Leonardo Padura já tinha provado os seus méritos literários na fantástica série do polícia cubano Mário Conde – só mesmo batido pelo mítico Pepe Carvalho embora Padura ainda tenha tempo para muito mais o que já não é infelizmente o caso de Montalbán – mas faltava-lhe ainda um grande romance. Já o tinha tentado uma ou outra vez com alguma consistência – O romance da minha vida não lhe correu mal – mas estava ainda longe por exemplo de Vargas Llosa com o seu épico livro A guerra do fim do mundo ou com o brilhante Conversa na catedral. O homem que gostava de cães não é um livro de génio, esses são raros, mas é sem dúvida o melhor romance que li nos últimos tempos. Um profundo trabalho de investigação muito bem escrito e apresentado com todos os bons ingredientes do romance histórico.

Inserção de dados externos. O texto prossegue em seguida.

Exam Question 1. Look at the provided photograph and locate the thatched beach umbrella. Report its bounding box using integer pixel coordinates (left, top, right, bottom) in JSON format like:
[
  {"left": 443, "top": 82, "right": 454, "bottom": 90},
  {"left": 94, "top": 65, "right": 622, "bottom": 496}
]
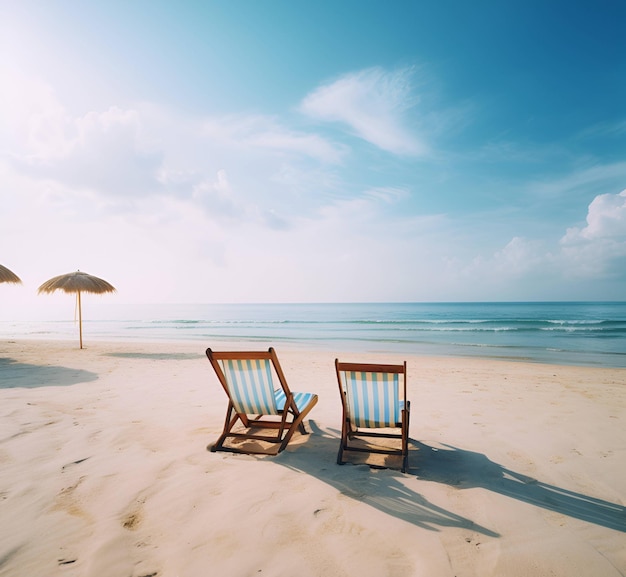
[
  {"left": 37, "top": 271, "right": 115, "bottom": 349},
  {"left": 0, "top": 264, "right": 22, "bottom": 283}
]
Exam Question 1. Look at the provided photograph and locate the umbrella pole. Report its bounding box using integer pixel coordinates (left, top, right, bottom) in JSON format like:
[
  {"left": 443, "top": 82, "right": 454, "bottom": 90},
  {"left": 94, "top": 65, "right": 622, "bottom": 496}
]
[{"left": 76, "top": 291, "right": 83, "bottom": 349}]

Padura conta-nos a história do exílio de Liev Davídovitch, aka Léon Trótski, e de toda a trama e conspiração Estalinista que culminará com o assassinato do dissidente. Ao longo das suas mais de 600 páginas o livro sob três pontos de vista – do próprio Trotski, do seu verdugo Ramón Mercander e de um escritor cubano que por acaso depara-se com esta história – que em parte será o próprio autor – reflecte sobre a história do último século. Fiz algumas pesquisas rápidas sobre a vida e a morte de Trótski e para já tudo o que encontrei – nomes de personagens incluídos – coincide com o que li no livro o que me dá a entender que o livro é bastante fiel pelo menos ao que se sabe hoje sobre o assunto.

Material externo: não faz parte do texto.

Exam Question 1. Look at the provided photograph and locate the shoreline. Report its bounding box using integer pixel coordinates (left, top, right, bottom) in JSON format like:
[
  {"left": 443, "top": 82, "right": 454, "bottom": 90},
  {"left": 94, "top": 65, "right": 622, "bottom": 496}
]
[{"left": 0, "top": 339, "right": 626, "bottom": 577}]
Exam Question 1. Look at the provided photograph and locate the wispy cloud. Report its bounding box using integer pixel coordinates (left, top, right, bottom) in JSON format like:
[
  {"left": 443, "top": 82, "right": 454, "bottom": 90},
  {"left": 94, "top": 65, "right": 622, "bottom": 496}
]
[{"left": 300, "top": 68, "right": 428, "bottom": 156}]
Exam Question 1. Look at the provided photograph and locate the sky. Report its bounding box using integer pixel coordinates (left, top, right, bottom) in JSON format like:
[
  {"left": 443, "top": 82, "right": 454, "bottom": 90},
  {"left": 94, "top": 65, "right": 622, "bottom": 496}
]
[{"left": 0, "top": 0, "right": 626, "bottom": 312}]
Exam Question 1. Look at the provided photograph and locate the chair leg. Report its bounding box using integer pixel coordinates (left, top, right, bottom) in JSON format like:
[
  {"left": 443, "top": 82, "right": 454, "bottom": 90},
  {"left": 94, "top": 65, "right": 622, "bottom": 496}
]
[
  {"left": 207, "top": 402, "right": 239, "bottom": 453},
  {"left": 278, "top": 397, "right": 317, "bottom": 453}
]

O espírito não é original, principalmente no seio da literatura hispânica, mas nunca é demais ler sobre o assunto. Aborda as ilusões e desilusões dos idealistas de esquerda do séc. XX. Daqueles que combateram pelo lado republicano na Guerra Civil Espanhola acreditando que todas as traições e fuzilamentos eram um mal necessário para se vencer a guerra, dos que cortaram cana com toda a convicção para ajudarem a Revolução Cubana, dos que seguiram a grande pátria do socialismo e a sua propaganda, dos que acreditaram que qualquer dissidente era um agente provocador do imperialismo (alemão, britânico ou americano), dos que mataram e morreram pelo homem novo, pelo rumo imparável da história onde todos eram peões da Revolução e que em nome dela tudo era legítimo e permitido.

Sem querer desvendar muito do que li para não retirar esse prazer a quem o queira ler, o livro tem detalhes deliciosos. Fala da veia estalinista da Passionária, da épica capacidade de resistência à tortura de Andreu Nin – líder do POUM – , dos crimes de Trótski, das sucessivas acções de limpeza interna protagonizadas por Estaline, fala de Rivera e Frida Kahlo, da criação da IV Internacional e da Cuba pós-revolucionária. Um excelente livro para quem se interessa pelo séc. XX e principalmente pela história dos sonhos e das utopias.